基于图像对齐和不确定估计的深度视觉里程计

doi:10.3778/j.issn.1002-8331.2105-0003

摘要/Abstract

摘要： 基于深度学习的视觉里程计方法（deep visual odometry，DVO）通过神经网络直接估计单目图像的深度和相邻图像之间的相机运动，在保证精度的同时大大提高了运行速度。但这是基于灰度不变假设，作为一个很强的假设，灰度不变假设在现实场景中往往难以满足。为此，提出一种基于图像对齐（image alignment，IA）的直接视觉里程计方法AUDVO（aligned U-CNN deep VO），通过不确定性估计网络（uncertainty CNN，U-CNN）引入正则项进行约束，使得估计的结果更具鲁棒性。为了处理大面积纹理缺失区域上因估计不准确带来的空洞，在设计深度估计模块时通过嵌入超分辨率网络进行上采样。在公开的KITTI数据集上的实验证明了AUDVO在深度和相机位姿估计上的有效性。

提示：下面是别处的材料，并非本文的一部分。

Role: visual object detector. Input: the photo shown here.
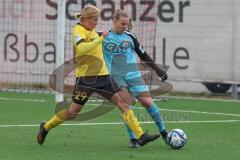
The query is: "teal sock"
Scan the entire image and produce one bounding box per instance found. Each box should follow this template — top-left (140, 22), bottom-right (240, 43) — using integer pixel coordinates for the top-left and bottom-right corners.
top-left (146, 103), bottom-right (165, 132)
top-left (124, 123), bottom-right (137, 139)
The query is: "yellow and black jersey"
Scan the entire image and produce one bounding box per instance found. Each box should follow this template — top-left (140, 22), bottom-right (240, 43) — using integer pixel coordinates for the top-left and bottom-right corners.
top-left (72, 24), bottom-right (109, 77)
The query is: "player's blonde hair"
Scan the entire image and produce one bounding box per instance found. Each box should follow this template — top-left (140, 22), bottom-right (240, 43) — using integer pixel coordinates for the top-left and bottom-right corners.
top-left (112, 9), bottom-right (132, 30)
top-left (75, 4), bottom-right (100, 21)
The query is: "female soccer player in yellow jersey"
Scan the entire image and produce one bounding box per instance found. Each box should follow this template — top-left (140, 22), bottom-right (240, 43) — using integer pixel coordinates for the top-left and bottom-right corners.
top-left (37, 5), bottom-right (160, 146)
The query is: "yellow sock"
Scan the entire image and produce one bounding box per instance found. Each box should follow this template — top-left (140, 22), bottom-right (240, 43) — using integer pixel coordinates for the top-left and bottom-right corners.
top-left (44, 109), bottom-right (68, 131)
top-left (122, 109), bottom-right (143, 138)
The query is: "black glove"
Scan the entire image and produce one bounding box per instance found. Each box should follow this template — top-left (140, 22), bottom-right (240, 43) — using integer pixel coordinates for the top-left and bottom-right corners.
top-left (157, 71), bottom-right (168, 82)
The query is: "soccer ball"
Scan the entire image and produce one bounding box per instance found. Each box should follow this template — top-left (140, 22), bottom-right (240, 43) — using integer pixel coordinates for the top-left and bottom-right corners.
top-left (167, 129), bottom-right (187, 149)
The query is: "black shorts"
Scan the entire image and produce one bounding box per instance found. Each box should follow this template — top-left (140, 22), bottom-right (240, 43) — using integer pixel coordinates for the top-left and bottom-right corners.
top-left (72, 75), bottom-right (120, 105)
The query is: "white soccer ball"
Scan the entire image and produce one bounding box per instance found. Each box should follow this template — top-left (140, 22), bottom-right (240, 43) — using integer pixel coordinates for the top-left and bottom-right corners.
top-left (168, 129), bottom-right (187, 149)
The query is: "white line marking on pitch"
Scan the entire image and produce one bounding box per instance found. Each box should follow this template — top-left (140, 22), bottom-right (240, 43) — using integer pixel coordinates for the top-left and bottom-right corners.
top-left (0, 97), bottom-right (47, 103)
top-left (0, 119), bottom-right (240, 128)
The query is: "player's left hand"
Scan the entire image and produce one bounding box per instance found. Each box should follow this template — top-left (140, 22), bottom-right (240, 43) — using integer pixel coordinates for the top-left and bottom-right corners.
top-left (157, 71), bottom-right (168, 82)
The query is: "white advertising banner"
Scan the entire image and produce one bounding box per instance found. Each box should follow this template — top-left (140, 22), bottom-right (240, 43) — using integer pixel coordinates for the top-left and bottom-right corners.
top-left (0, 0), bottom-right (240, 87)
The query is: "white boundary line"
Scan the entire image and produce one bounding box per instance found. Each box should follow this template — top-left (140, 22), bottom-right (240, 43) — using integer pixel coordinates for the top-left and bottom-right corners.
top-left (0, 119), bottom-right (240, 128)
top-left (0, 97), bottom-right (47, 103)
top-left (159, 95), bottom-right (240, 103)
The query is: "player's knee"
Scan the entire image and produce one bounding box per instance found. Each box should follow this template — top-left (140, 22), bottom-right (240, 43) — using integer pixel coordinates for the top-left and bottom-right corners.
top-left (138, 97), bottom-right (153, 107)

关键词: 视觉里程计, 深度学习, 不确定性估计网络

Abstract: Deep learning based visual odometry methods can directly estimate the depth of monocular images and camera movement between adjacent images, which achieve high accuracy and improve running speed. However, this is based on a strong assumption of gray scale invariance, which is often not satisfied in real scenes. As a consequence, a self-supervised method for direct visual odometry based on image alignment is proposed, which gets a robust estimation result with the uncertainty regularization terms estimated from the uncertainty estimation network（uncertainty CNN, U-CNN） and it is called AUDVO（aligned U-CNN deep VO）. Meanwhile, a super resolution network is incorporated into the depth estimation module instead of using a simple interpolation operation for upsampling in order to deal with the holes caused by the inaccurate estimation in the large non-texture area. The evaluation results on the public KITTI datasets demonstrate the effectiveness of AUDVO for robust single-view depth estimation and visual odometry.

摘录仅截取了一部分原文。